Ее призвание – жить на ходу. Она опускала в огромный карман передника телефон и, разговаривая с кем-то на своем насекомом наречии, шуршала веником по квартире, напевала, прикрыв трубку, заглядывала в зеркало, убавляла газ, опускала в мои волосы поцелуй, который еще долго шевелился там, устраивался и приживался.
Иногда, когда я забываю о ней и отлучки мои затягиваются на срок, непостижимый для ее сознания, так что успевают взойти и умереть страсть, нетерпение, ласка, укор и мысли о самоубийстве, меня встречает то бессильное отчаяние, которое столько раз я пытаюсь безуспешно подсмотреть. Ее звери спят в полиэтиленовых мешках, штопор сигаретного дымка, невывинченный, торчит над пепельницей, а ржавый подтек под краном обведен химическим карандашом. Сама же она засушенно выглядывает из своего детского халатика, словно спрашивает: или ты нашел прекраснее меня?

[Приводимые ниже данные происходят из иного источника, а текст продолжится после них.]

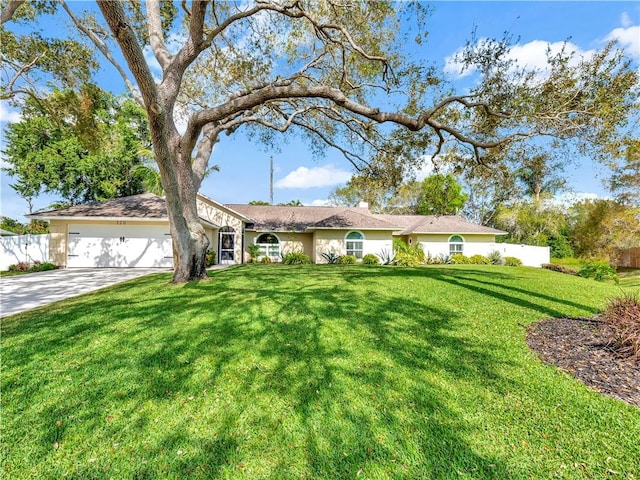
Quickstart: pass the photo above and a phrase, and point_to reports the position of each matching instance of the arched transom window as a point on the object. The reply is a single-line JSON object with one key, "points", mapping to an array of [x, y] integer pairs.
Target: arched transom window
{"points": [[269, 246], [355, 244], [456, 244]]}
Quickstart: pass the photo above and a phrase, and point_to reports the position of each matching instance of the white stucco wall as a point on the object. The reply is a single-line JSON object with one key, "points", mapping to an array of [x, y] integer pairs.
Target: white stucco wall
{"points": [[334, 240], [530, 256], [222, 217], [437, 244]]}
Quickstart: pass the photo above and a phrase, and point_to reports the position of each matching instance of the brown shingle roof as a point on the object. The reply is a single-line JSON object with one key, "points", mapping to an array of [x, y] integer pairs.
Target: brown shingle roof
{"points": [[274, 218], [145, 205], [415, 224]]}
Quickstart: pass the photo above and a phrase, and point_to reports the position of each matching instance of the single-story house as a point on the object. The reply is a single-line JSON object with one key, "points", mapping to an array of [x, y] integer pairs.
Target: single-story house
{"points": [[134, 232]]}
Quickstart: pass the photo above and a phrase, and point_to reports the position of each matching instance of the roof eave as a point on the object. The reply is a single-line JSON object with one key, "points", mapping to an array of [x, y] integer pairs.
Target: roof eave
{"points": [[111, 219]]}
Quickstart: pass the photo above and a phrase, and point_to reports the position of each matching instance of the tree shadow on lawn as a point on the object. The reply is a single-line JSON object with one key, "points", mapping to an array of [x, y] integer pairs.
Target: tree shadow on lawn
{"points": [[486, 283], [249, 378]]}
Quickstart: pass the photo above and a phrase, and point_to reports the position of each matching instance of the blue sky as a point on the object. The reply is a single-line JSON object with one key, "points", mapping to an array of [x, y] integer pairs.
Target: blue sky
{"points": [[244, 165]]}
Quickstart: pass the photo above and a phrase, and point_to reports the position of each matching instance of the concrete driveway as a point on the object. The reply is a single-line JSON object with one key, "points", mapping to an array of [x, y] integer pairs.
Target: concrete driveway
{"points": [[24, 292]]}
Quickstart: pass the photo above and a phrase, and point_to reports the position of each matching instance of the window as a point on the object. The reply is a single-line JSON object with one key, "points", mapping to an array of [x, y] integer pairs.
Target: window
{"points": [[269, 246], [355, 242], [226, 243], [456, 245]]}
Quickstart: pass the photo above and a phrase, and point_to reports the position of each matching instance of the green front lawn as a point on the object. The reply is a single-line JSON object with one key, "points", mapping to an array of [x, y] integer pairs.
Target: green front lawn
{"points": [[313, 372]]}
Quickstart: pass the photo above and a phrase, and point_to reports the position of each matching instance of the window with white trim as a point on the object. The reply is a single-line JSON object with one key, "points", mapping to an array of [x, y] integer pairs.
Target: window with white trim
{"points": [[355, 244], [269, 246], [456, 245]]}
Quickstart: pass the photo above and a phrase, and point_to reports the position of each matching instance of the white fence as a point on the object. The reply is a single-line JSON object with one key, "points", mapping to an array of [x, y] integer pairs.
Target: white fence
{"points": [[530, 255], [23, 248]]}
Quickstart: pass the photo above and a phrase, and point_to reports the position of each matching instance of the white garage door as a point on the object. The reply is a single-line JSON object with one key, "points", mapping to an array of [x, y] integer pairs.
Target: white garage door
{"points": [[119, 246]]}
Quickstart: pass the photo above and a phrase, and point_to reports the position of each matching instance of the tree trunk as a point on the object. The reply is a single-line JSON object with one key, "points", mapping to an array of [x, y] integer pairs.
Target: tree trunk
{"points": [[190, 242]]}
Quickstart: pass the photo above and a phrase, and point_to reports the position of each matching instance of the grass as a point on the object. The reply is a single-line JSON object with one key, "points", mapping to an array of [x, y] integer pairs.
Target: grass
{"points": [[310, 372]]}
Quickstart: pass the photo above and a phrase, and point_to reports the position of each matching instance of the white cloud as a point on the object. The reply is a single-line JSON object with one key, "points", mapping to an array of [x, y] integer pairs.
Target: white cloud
{"points": [[8, 115], [303, 177], [530, 56]]}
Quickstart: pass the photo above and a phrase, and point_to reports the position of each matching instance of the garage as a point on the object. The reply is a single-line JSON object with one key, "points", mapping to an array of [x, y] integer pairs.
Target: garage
{"points": [[119, 245]]}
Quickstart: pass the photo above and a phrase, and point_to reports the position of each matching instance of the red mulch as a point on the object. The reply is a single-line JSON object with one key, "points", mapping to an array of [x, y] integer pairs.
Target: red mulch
{"points": [[580, 346]]}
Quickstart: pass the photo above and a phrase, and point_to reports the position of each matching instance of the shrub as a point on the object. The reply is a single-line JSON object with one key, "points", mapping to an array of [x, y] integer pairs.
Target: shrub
{"points": [[512, 262], [36, 267], [331, 257], [386, 256], [370, 259], [495, 258], [19, 267], [414, 251], [559, 268], [459, 259], [479, 260], [347, 260], [442, 259], [405, 259], [598, 271], [296, 258], [622, 315], [254, 252]]}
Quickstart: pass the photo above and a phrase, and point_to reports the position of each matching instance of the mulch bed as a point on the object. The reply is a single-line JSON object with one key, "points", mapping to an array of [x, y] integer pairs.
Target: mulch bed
{"points": [[580, 346]]}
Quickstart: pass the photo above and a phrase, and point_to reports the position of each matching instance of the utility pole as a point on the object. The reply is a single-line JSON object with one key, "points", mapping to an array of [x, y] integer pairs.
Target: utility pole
{"points": [[271, 180]]}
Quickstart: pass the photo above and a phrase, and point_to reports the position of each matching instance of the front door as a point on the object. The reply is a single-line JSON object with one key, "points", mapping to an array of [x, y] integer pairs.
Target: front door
{"points": [[227, 245]]}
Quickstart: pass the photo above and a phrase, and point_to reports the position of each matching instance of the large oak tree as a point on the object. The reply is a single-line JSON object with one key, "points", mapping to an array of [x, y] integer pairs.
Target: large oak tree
{"points": [[335, 71]]}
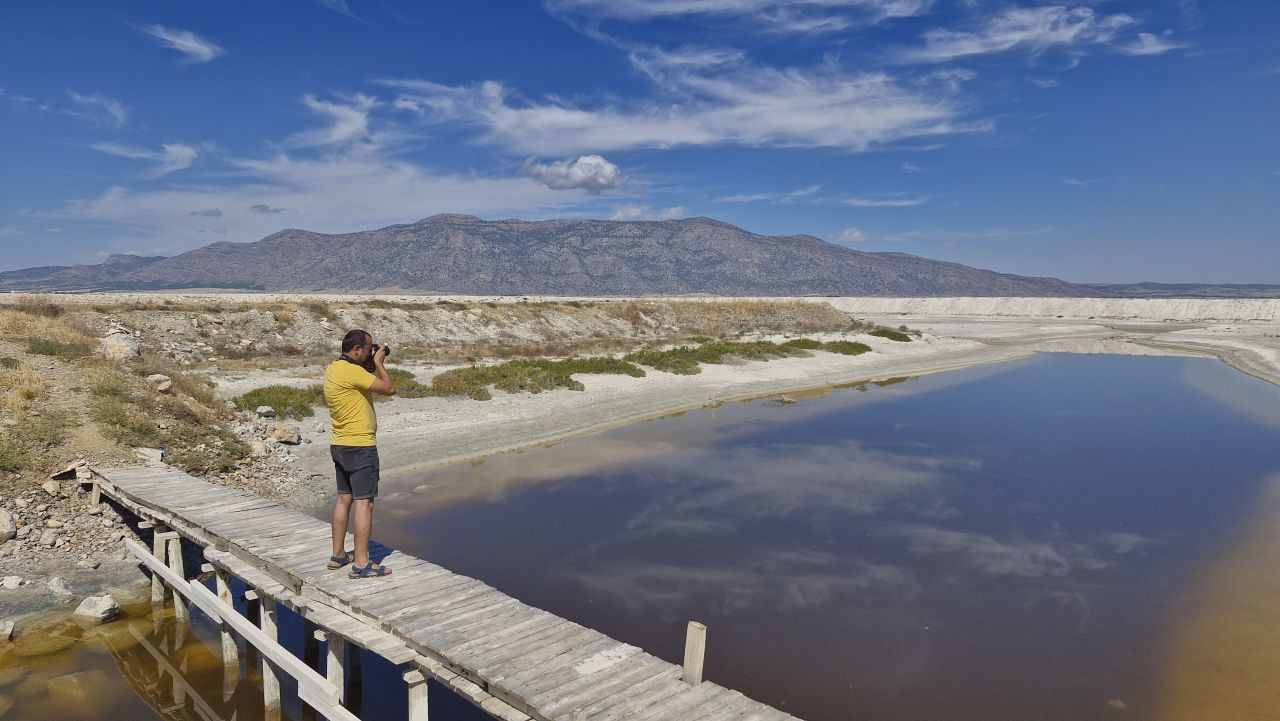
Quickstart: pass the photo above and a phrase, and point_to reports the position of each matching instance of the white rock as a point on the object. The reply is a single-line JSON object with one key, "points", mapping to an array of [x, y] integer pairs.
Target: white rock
{"points": [[8, 525], [284, 433], [99, 608], [119, 346]]}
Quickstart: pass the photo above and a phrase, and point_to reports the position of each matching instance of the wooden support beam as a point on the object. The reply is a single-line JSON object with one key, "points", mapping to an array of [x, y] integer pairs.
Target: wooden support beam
{"points": [[336, 660], [695, 651], [416, 681], [179, 602], [270, 679], [231, 647]]}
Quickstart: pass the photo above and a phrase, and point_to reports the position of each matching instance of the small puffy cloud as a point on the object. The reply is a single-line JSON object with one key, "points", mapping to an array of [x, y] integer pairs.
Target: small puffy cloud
{"points": [[348, 121], [1148, 44], [635, 211], [100, 108], [592, 173], [195, 48], [170, 158], [851, 236]]}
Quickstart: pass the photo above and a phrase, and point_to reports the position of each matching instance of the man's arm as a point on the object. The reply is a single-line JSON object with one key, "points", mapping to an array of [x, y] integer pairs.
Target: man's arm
{"points": [[383, 384]]}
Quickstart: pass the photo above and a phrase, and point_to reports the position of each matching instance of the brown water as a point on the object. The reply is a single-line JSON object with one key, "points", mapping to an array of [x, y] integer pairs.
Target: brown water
{"points": [[1050, 539]]}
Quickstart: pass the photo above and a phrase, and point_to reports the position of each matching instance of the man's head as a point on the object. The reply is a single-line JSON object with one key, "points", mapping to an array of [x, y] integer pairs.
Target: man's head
{"points": [[357, 346]]}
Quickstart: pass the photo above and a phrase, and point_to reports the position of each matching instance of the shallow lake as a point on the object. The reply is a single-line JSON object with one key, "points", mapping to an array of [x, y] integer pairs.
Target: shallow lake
{"points": [[1006, 542]]}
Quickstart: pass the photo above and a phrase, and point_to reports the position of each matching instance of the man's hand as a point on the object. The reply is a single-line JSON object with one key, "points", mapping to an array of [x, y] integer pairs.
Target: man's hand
{"points": [[383, 384]]}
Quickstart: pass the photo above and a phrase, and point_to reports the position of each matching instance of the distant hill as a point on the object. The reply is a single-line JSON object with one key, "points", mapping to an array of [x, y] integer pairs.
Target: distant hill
{"points": [[462, 254], [74, 277]]}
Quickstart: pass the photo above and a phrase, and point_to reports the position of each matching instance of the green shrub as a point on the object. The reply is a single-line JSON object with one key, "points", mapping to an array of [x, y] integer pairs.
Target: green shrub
{"points": [[531, 375], [284, 400], [44, 347], [891, 334], [685, 360], [846, 347], [804, 343]]}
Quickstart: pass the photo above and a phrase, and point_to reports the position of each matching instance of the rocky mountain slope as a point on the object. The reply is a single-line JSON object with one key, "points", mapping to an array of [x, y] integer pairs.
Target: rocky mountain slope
{"points": [[462, 254]]}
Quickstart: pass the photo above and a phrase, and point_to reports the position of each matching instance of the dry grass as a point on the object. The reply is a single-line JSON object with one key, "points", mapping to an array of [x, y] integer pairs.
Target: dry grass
{"points": [[19, 388]]}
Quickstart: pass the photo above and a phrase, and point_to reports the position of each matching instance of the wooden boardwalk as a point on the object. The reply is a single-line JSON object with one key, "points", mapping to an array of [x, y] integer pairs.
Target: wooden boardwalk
{"points": [[513, 661]]}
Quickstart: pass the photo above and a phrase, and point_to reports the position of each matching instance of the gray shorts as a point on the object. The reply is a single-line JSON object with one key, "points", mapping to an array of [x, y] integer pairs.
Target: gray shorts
{"points": [[357, 470]]}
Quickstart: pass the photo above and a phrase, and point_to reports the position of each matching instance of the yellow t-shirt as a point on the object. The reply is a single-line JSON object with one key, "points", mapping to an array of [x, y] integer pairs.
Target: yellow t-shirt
{"points": [[351, 404]]}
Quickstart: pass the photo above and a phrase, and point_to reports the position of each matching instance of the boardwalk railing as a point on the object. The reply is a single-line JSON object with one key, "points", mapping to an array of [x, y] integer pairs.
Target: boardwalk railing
{"points": [[513, 661]]}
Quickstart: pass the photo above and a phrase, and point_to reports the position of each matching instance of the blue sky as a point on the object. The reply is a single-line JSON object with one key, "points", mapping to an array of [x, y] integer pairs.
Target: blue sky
{"points": [[1098, 141]]}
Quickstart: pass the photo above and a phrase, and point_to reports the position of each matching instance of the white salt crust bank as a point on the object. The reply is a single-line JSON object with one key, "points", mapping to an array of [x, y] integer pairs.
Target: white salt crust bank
{"points": [[1237, 310]]}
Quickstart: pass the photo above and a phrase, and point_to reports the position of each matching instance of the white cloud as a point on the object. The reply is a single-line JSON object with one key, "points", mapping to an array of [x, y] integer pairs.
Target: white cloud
{"points": [[195, 48], [100, 108], [1148, 44], [590, 173], [807, 17], [636, 211], [170, 158], [746, 105], [1031, 30], [851, 236], [883, 200], [347, 121]]}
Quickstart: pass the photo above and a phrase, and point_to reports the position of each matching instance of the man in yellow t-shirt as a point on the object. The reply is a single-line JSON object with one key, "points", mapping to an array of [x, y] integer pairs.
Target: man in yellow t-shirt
{"points": [[348, 391]]}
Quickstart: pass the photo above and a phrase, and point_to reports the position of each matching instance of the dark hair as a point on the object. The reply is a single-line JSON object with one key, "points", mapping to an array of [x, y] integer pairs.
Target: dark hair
{"points": [[353, 338]]}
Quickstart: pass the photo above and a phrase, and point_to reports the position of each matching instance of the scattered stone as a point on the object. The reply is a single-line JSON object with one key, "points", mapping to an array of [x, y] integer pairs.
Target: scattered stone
{"points": [[119, 346], [8, 525], [150, 455], [97, 608], [284, 433]]}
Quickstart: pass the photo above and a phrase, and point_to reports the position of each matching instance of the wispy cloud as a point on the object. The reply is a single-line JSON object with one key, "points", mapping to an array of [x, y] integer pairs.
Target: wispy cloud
{"points": [[796, 17], [195, 48], [882, 200], [590, 173], [100, 108], [348, 121], [638, 211], [775, 197], [169, 158], [1148, 44], [745, 105], [1028, 30]]}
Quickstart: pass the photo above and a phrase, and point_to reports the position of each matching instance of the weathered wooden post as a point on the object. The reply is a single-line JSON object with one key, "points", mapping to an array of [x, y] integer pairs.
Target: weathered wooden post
{"points": [[270, 678], [416, 681], [695, 651], [336, 660], [179, 601], [231, 647]]}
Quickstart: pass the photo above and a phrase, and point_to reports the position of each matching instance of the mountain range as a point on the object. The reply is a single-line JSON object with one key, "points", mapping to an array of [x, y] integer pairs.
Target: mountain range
{"points": [[462, 254]]}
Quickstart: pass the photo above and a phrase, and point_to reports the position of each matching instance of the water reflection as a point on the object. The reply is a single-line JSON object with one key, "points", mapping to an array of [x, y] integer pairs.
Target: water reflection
{"points": [[993, 544]]}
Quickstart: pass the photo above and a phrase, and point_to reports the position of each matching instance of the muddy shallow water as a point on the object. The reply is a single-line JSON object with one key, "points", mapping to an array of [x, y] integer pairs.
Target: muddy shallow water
{"points": [[1025, 541]]}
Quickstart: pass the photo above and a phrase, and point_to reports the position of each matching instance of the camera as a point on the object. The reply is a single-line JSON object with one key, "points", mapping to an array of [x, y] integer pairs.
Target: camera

Стоит мне вернуться и снова поселиться в ее жизни, как она тут же забывает обо мне, будто я пейзаж.
Иногда она подходит ко мне с книжкой и показывает на домик с лиловым окошком или на дореровского Дон Кихота с тазом на голове, ерошит волосы и спрашивает:
– Ну? Что?
А после моего недоуменного молчания хохочет:
– Неужели не помнишь? Все забыл! Все!
5
Осень
Она вылетела на него в «летучей мыши» из тумана, погнав туман дымными сугробами в переулки. На миг стало ярче. Сквозь темный румянец на ее щеках просвечивали желтые зернышки шиповника.
«Возраст», – отметил он про себя, прежде чем узнал ее. Потом узнал. Потом огорчился своей безличной проницательности. Потом сказал:
– Привет.
– Прикивикет! – ответила она, начисто отменяя возможность значительного разговора, который сопутствует иногда неожиданным встречам.
– Как-то мы преждевременно с тобой встретились, – тем не менее сказал он. Она по-птичьи увернулась от этой фразы, взяв его под руку.
– «Зернышки шиповника, сказал он, напевая», – пропел он.
– Ти-ли, ули, ду-ки, у-кет, – ответила она. – И-кор, пас-ки, па-ри-вер-сон.
К своему ужасу, он снова все понял. И она это поняла. Но короткого замыкания не произошло. И она это поняла.
– Как о ком ни подумаю, так с тем и встречаюсь. Но тебе-то ведь еще не время. Ты чего?
– Хочешь собрать учредительное собрание?
– Что ты! Летучку.
– И обсудить, что к чему.
– Скорее, что почем.
– Пóшло, – сказала она.
– «Монтень пошл», сказал Толстой, – ответил он.
6
Зима
В их любви – звериная нежность циников. В постели неразделенное одиночество они скрашивают утонченностью и скабрезностями. Сознание относительности всего – краска абсолюта. Сентиментальность не более чем инструмент ласки. Простодушие если не страшно, то скучно.